Benchmarks also rot. MMLU and HumanEval are saturated and contaminated. Citing them as evidence today is a tell that someone isn’t paying attention.
Evidence/Examples
General reasoning & knowledge
- MMLU-Pro — successor to MMLU, harder, less saturated. Paper
- GPQA Diamond — PhD-level science, “Google-proof”. Paper
- HLE (Humanity’s Last Exam) — frontier, ~3K expert questions. Site
- BIG-Bench Hard (BBH) — still cited, mostly saturated; ignore for frontier comparisons
Math
- MATH — competition problems. Paper
- AIME 2024/2025 — current frontier differentiator
- FrontierMath — research-level, mostly unsolved. Epoch AI
Coding
- HumanEval / MBPP — legacy, saturated, contaminated; ignore
- LiveCodeBench — refreshed from LeetCode, contamination-resistant. Site
- SWE-bench Verified — real GitHub issue fixes; current gold standard for agentic coding. Site
- Aider polyglot — multi-file edits across languages. Leaderboard
Instruction following
- IFEval — verifiable constraints (format, length, casing, etc.). Paper
Tool use / agents
- BFCL (Berkeley Function Calling Leaderboard) — Site
- τ-bench (tau-bench) — multi-turn retail/airline agents. Paper
- GAIA — general AI assistant tasks. Paper
Long context
Multimodal
- MMMU — college-level multi-discipline vision. Site
- MathVista — visual math
- ChartQA, DocVQA — charts and documents
Contamination-resistant aggregate
- LiveBench — rotated monthly; covers reasoning, math, coding, language, IF, data. Site
Implications
- A “saturation date” is the first thing to check on any benchmark. If frontier models score >95%, the benchmark is dead and won’t differentiate.

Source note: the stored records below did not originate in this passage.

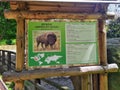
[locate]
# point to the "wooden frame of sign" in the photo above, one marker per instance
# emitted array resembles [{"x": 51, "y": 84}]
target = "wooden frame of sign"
[{"x": 45, "y": 11}]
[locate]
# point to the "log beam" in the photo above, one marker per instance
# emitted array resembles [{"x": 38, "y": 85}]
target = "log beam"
[
  {"x": 11, "y": 14},
  {"x": 45, "y": 72}
]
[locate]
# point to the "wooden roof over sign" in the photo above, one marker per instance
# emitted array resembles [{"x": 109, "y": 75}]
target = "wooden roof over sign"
[{"x": 67, "y": 7}]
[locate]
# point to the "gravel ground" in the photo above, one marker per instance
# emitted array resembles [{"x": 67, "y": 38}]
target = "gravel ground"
[{"x": 63, "y": 81}]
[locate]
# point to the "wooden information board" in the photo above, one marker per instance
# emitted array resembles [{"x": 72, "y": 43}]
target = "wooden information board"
[{"x": 62, "y": 43}]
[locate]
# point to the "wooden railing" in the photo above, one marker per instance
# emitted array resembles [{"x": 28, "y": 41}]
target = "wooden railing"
[
  {"x": 7, "y": 59},
  {"x": 7, "y": 63}
]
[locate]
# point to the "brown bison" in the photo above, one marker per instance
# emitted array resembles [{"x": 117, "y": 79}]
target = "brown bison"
[{"x": 46, "y": 39}]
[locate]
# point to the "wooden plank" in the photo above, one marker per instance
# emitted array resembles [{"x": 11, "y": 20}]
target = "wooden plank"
[
  {"x": 46, "y": 72},
  {"x": 60, "y": 9},
  {"x": 103, "y": 54},
  {"x": 9, "y": 60},
  {"x": 20, "y": 46},
  {"x": 42, "y": 15},
  {"x": 95, "y": 82},
  {"x": 86, "y": 81},
  {"x": 2, "y": 85},
  {"x": 81, "y": 1},
  {"x": 76, "y": 80}
]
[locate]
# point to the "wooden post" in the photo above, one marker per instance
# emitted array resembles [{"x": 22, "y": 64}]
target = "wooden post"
[
  {"x": 103, "y": 54},
  {"x": 9, "y": 60},
  {"x": 20, "y": 46},
  {"x": 86, "y": 81}
]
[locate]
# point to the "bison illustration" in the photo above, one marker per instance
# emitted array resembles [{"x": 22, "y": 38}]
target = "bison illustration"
[{"x": 46, "y": 39}]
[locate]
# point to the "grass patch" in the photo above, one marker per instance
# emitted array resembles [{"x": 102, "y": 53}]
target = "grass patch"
[{"x": 7, "y": 42}]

- Contamination is the silent killer. Anything scraped from the public web before training is suspect. Prefer benchmarks that refresh (LiveBench, LiveCodeBench) or that test private/recent items (SWE-bench Verified on filtered issues).
- Lab self-reports are not independent runs. When an outside party reproduces a benchmark, that’s the result that should update your beliefs.
- For agentic coding work specifically, SWE-bench Verified > everything else right now. For tool use, BFCL.
Related Ideas
- Dimensions of LLM Quality — what each benchmark is trying to measure
- LLM Comparison Sources — leaderboards that aggregate these benchmarks
- Small Local LLMs as Judges
Questions
- What’s the half-life of a benchmark before contamination kills it? (LiveCodeBench refreshes monthly for a reason.)
- How well does benchmark performance actually transfer to private workloads? (Anecdotally: loose correlation, not tight.)
- Is there a benchmark for “tool use under adversarial conditions” yet? (BFCL is pretty clean-room.)